**Attributes**

Attributes contain categorical information that groups historical data items by their shared characteristics (for example, product category). Attributes are not numeric. These attributes help PlanIQ discover patterns across similar items.

They often represent item hierarchy elements or business dimensions (such as SKU by store). Attributes are used to generate more accurate forecasts.

**Backtest**

A backtest is a standard technique used to validate ML and time series forecast models. Historical data is split into a train set and a test set. The train set is used to train a forecast model and produce forecasts for the timeframe represented in the test set. The forecast model is then evaluated by comparing the forecasts from the test set to the actuals, or known observed values.

The backtest time period used is equal to the forecast horizon. The model training process withholds historical data for this period and then uses the same period to generate forecasts.

Backtesting results are used to assess forecast model quality.

**Data collection**

A data collection includes historical data, and optionally, related data and attributes. It's used to train forecast models to generate forecast results.

**Decomposition**

A forecasting technique where the historical data is split out into different components or variables. Each variable in turn is then used in the forecast. This allows you to assess how much influence a variable has on your forecast.

For example, you might want to see whether the price per unit has less influence on profit than your monthly advertising costs.

**Drivers**

One or more time-series numerical variables that correlate with or sometimes affect the forecasted time series. Examples might include a competitive sales price per unit, or the number of product promotions.

**Explainability**

Models and methods that make the decisions and behavior of machine learning tools more understandable.

**Forecast action**

A forecast action generates a prediction from the most recent actuals. The action imports the forecast results and explainability information (for supported algorithms) from PlanIQ into the Anaplan model.

**Forecast horizon**

The length of time into the future for which the forecast generates predictions. The maximum forecast horizon is set by the depth of historical data and the selected algorithm.

**Forecast model**

An algorithm trained from a data collection to generate forecasts.

**Forecast time interval**

The interval for the forecasted data points, as defined by the input data (historical and related), and the selected algorithm. The forecast time interval can be either daily, weekly, or monthly.
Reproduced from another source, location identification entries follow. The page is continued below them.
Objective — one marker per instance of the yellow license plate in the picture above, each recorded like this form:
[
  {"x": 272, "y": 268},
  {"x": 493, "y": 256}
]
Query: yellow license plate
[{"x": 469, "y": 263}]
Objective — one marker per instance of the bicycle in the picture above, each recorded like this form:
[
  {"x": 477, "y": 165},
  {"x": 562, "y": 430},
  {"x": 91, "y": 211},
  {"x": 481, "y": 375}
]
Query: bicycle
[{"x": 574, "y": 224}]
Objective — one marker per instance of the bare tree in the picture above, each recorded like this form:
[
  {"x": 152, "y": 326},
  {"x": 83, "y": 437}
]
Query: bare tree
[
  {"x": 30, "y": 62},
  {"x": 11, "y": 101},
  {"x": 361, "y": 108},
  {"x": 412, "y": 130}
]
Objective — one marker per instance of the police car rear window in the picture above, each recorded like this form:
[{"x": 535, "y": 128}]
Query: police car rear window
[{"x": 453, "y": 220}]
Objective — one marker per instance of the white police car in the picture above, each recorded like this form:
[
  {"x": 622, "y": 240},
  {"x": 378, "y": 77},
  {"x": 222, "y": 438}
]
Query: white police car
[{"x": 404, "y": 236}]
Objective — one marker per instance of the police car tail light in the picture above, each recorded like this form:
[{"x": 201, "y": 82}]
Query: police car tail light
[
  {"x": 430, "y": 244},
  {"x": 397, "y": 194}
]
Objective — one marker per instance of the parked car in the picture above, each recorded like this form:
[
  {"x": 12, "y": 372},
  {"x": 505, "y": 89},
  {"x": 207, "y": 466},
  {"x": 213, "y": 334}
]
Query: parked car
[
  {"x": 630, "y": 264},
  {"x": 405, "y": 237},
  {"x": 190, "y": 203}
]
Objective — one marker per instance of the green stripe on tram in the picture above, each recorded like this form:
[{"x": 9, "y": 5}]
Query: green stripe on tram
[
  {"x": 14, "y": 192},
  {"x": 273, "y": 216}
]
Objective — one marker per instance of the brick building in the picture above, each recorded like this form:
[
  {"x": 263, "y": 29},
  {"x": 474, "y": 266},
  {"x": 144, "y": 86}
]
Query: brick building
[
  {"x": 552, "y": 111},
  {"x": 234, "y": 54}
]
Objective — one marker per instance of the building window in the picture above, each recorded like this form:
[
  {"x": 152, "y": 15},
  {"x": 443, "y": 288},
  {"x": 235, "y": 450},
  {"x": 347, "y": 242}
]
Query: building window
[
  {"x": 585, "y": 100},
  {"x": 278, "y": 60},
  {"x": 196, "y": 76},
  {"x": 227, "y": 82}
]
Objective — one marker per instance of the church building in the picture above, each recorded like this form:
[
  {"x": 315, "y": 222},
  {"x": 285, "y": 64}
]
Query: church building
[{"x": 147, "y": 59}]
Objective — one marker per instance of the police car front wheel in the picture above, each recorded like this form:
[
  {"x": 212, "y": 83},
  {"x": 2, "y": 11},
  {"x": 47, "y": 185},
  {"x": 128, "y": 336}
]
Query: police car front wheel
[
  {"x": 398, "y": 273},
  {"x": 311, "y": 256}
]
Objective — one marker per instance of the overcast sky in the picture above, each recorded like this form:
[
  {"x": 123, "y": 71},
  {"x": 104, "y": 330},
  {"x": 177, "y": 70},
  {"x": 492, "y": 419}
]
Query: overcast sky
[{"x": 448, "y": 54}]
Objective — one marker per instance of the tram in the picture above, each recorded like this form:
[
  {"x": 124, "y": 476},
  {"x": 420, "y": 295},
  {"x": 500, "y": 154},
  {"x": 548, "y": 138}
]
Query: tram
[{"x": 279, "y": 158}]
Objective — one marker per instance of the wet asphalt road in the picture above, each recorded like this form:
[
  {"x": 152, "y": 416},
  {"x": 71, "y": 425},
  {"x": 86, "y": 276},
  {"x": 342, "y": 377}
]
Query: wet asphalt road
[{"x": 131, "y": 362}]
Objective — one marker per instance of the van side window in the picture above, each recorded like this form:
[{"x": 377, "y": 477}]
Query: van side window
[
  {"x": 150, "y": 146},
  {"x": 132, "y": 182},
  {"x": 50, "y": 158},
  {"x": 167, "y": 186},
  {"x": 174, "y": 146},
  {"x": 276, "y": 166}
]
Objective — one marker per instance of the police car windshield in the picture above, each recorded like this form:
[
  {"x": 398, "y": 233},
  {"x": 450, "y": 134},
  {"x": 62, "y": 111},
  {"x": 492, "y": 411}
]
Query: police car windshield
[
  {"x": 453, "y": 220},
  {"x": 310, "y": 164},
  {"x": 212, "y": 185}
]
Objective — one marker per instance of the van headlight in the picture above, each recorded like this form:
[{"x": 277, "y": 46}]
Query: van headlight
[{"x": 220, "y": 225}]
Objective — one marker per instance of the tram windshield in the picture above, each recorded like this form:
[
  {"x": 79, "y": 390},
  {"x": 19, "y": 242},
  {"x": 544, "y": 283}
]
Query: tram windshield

**Historical data (actuals)**

The primary data type used in a forecast. This data is mandatory. It must be numerical and include a time dimension. Examples: Units sold, Expenditure.

**Hyperparameter**

A parameter whose value is used to control the learning process of the forecast model. Hyperparameter tuning is part of the model configuration procedure within PlanIQ.

**Lag**

The number of historical time periods used to forecast a future time period. For example, PlanIQ needs 3 months of historical data - March, April, May - to calculate a trend for June. Similarly, to obtain a single yearly trend datapoint for March 2021, PlanIQ needs 12 months of historical data from March 2020 to March 2021.

**Noise**

Also known as residuals, noise is where some data points deviate from the forecasting trend. In time series forecasting, noise is unpredictable random data that deviates from the typical behavior of the time series. Noise can be a useful indicator of model quality.

**Related data (drivers)**

An optional dataset that provides additional drivers (business factors and values) to your forecast. Related data can help PlanIQ improve the forecast accuracy. Examples are historical data and forward-looking promotions. Related data includes:

- A time dimension (for example: historical and forward-looking promotions).
- Historical data points leading up to the forecast horizon.
- Future data points to cover the length of the forecast horizon (optional but recommended for increased forecast accuracy).

**Sparse data**

A dataset where many of the values are 0. For example, if your dataset represents demand for a product over time, and there are periods where demand is zero.

Before you include a dataset in a data collection, you can choose to distinguish between true zeros and zeros that represent missing data. This ensures your forecast result is not skewed. For more information, see Exclude values.

**Time series**

A sequence of successive data points (observations) in time, that occur at regular time intervals.

**Time series forecasting**

Prediction of a time series’ future values based on historical and other data types.